Whether a manner of addressing mail is advisable is a different matter from whether it is "legitimate" as you ask. If you're considering legitimacy here in terms of something like policy for handling potential spam, then no, I don't think you'll be able to make a simple distinction in this way.
Have a think though about DKIM signing of email, and SPF authentication of mail servers for email domains. If you're sending much mail, it may be important to be able to authenticate your mail in these ways, and that may have implications for the addressing of mail From headers, as you can only authenticate mail related to domains for which you have authority.
Extended on request:
A MIME 'Reply-To' header directs a MUA (Mail User Agent, usually a person's mail client) to send replies to a different address, instead of the MIME 'From' address. This is not used by an MTA (Mail Transport Agent) for things like errors.
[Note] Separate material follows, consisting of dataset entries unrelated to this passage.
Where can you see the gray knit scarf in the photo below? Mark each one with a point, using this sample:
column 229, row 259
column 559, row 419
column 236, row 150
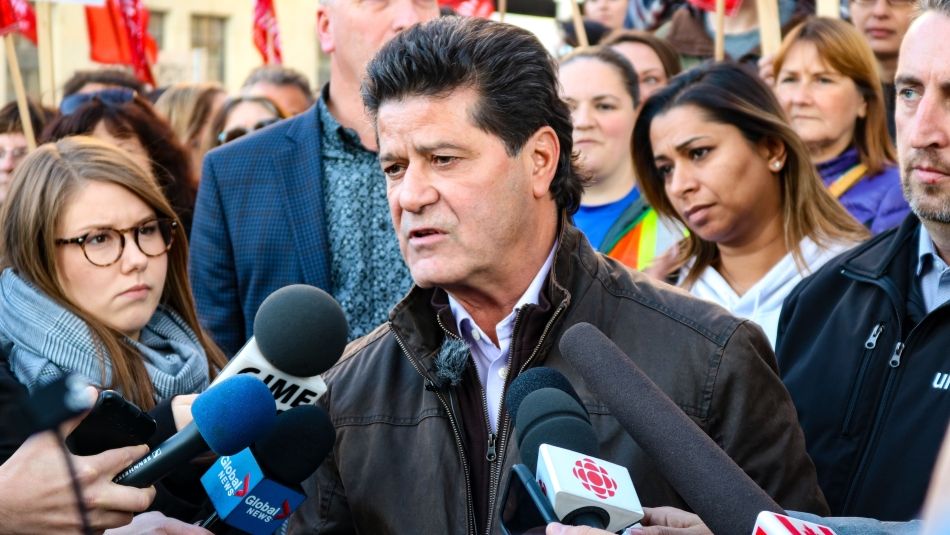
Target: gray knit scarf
column 43, row 341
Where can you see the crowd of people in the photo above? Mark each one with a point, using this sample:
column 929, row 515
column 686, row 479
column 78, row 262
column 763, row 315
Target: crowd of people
column 767, row 238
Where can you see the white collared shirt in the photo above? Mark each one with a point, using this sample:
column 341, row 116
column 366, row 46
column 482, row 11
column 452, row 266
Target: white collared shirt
column 491, row 361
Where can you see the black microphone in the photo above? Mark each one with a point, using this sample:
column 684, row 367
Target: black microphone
column 228, row 417
column 715, row 488
column 301, row 439
column 554, row 434
column 300, row 331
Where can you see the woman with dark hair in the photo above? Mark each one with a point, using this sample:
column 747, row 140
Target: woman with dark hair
column 654, row 59
column 600, row 88
column 239, row 116
column 95, row 280
column 121, row 117
column 713, row 151
column 826, row 80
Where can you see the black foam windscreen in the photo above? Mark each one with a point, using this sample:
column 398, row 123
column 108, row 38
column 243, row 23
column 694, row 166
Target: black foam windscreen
column 534, row 379
column 715, row 488
column 551, row 416
column 302, row 438
column 301, row 330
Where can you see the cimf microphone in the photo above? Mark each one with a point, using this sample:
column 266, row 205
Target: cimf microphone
column 257, row 489
column 715, row 488
column 299, row 332
column 769, row 523
column 554, row 434
column 228, row 417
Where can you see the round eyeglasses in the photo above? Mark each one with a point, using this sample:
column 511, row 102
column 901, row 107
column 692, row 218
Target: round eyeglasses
column 103, row 247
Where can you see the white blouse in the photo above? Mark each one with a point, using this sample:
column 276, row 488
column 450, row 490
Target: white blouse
column 762, row 303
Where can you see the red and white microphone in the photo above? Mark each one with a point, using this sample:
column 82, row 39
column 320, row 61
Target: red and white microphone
column 769, row 523
column 577, row 483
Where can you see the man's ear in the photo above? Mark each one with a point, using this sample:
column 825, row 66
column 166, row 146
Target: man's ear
column 542, row 150
column 324, row 29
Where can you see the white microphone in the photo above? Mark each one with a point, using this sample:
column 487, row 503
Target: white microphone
column 769, row 523
column 300, row 331
column 577, row 484
column 554, row 435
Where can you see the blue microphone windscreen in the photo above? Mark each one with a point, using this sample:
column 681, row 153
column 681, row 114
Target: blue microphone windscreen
column 234, row 413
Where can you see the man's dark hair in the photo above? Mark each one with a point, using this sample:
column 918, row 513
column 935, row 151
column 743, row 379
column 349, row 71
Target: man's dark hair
column 279, row 75
column 516, row 80
column 109, row 76
column 10, row 122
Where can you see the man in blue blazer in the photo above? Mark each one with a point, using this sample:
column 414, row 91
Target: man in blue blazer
column 304, row 201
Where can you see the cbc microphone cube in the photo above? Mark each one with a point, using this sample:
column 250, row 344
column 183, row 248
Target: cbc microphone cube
column 244, row 498
column 572, row 481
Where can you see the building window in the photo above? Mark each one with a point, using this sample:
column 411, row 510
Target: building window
column 156, row 27
column 29, row 61
column 207, row 45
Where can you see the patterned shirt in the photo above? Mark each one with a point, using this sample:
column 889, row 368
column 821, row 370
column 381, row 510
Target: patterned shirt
column 367, row 273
Usually an MTA would use the SMTP Envelope 'MAIL From' address to send errors to. IT can be overriden with a MIME 'Errors-To' header, which is an MTA instruction. Not all MTAs will honor it, so it's an inferior mechanism to setting the SMTP Envelope address, but there are many circumstances where it may be possible to set MIME Headers in a message, but not the SMTP Envelope From address. Eg software running in a shared hosting environment may find itself in this situation.
'Sender' is much more ambiguous as an instruction to software agents, but indicates who or what sent the email where that is distinct from the From address which is more like who the mail was sent on behalf of. Eg when you fill out an on-line mail-your-politician form, it would be very appropriate for the resulting email to use your mail in the From header, but have a Sender address related to the organisation who set up the form.
'Originally-From' is used by some MUA software when forwarding mail, with the forwarder's address being used for the 'From' header. Other MUAs will Leave the From address alone, and use a 'Resent-From' header. Whether MUAs recieving these various headers emails interpret the headers usefully, or even display them is quite variable. When replying to a mail that has been forwarded to you, who should the reply go to by default? Maybe best to set that 'Reply-To' header?
The behavior of MUAs is variable, aand poorly defined, although it does seem to be improving over time. By contrast, the semantics of the Envelope are much more defined. There's typically been a strong position that MTAs should never concern themselves with the MIME headers, but as MTAs are increasingly held responsible for mail content (eg see SPF and the emerging DMARC standards), there's pressure for the clarity of that position to be degraded. Long-standing mechanisms like Errors-To have also conflicted with the notion of MTAs not looking at header content, which is part of why those mechanisms have always been inconsistently applied. Philosophies of software authors vary.
You might find it useful to look over http://tools.ietf.org/html/rfc4021#section-2 , but remember that the actual practices of the multitude of mail software out there varies in ways which are not necessarily standards blessed.
It's fine to try to come up with a clear philosophy of how you think mail should be used, but don't expect that everyone else will do things how you think they should.